Query run optimization for percolation

anishek · December 24, 2015, 11:10am

We are using percolation queries for tagging user docs. We have currently about 80 queries. the most time consuming part of these queries is the geo distance filter we are using upto on 10000 points within each query.

our doc structure is something like

{
  "user_profiles": {
    "dynamic": "strict",
    "properties": {
      "code": {
        "type": "string",
        "index": "not_analyzed"
      },
      "freq_1": {
        "type": "geo_point"
      }
    }
  }
}

"code" -- is four letter upper case alphabetic. there are only 13 variations of it in the percolation queries. user docs can have any variation.

our sample percolation query is like:

{
  "query": {
    "filtered": {
      "query": {
        "match": {
          "code": "ABCD"
        }
      },
      "filter": {
        "and": [{
          "or": [{
            "geo_distance": {
              "distance": "1m",
              "freq_1": {
                "lat": 2,
                "lon": 3
              }
            }
          }]
        }]
      },
      "strategy": "query_first"
    }
  }
}

we have a lot of docs that, we run through percolation queries, where the code is will not match any of the queries.

is it better to use the percolation query metadata by putting the country code as a attribute on the percolation query and then filtering for each doc, which queries runs against the doc or just use the above method where all queries will run against all docs but they will be able to process very fast as we are doing query_first on code ?

jpountz · December 24, 2015, 1:04pm

Putting the country code as an attribute of queries and using it at percolation time will certainly help performance, especially as the number of queries that you percolate grows.

Are you stuck on elasticsearch 1.x?

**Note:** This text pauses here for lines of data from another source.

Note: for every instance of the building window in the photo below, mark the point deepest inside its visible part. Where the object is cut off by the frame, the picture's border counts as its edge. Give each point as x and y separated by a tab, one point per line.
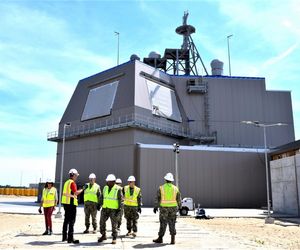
100	101
163	101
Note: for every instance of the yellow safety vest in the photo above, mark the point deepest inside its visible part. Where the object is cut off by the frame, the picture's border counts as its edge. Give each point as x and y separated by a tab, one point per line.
131	200
168	195
110	199
49	196
67	195
90	194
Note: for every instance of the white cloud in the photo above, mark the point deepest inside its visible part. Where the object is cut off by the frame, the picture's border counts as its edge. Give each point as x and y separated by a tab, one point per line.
280	56
25	170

If you are on version 2.x, elasticsearch should automatically figure out that it needs to do the costly bits last (the geo computation in that case) so there would be no need to be specific about how to run the query.

anishek · December 28, 2015, 6:23am

@jpountz we are using es 1.7.4, but if we specify the strategy then the costly bit should be done last and we should still be ok with the way have queries now right ?

number of queries for us might not go over 1000, does that still pose a problem ?

jpountz · December 28, 2015, 9:50am

Yes specifying the strategy would work on 1.7. Having few queries is not a problem, I just wanted to highlight the fact that the approach that you suggested would work even better if you have many queries.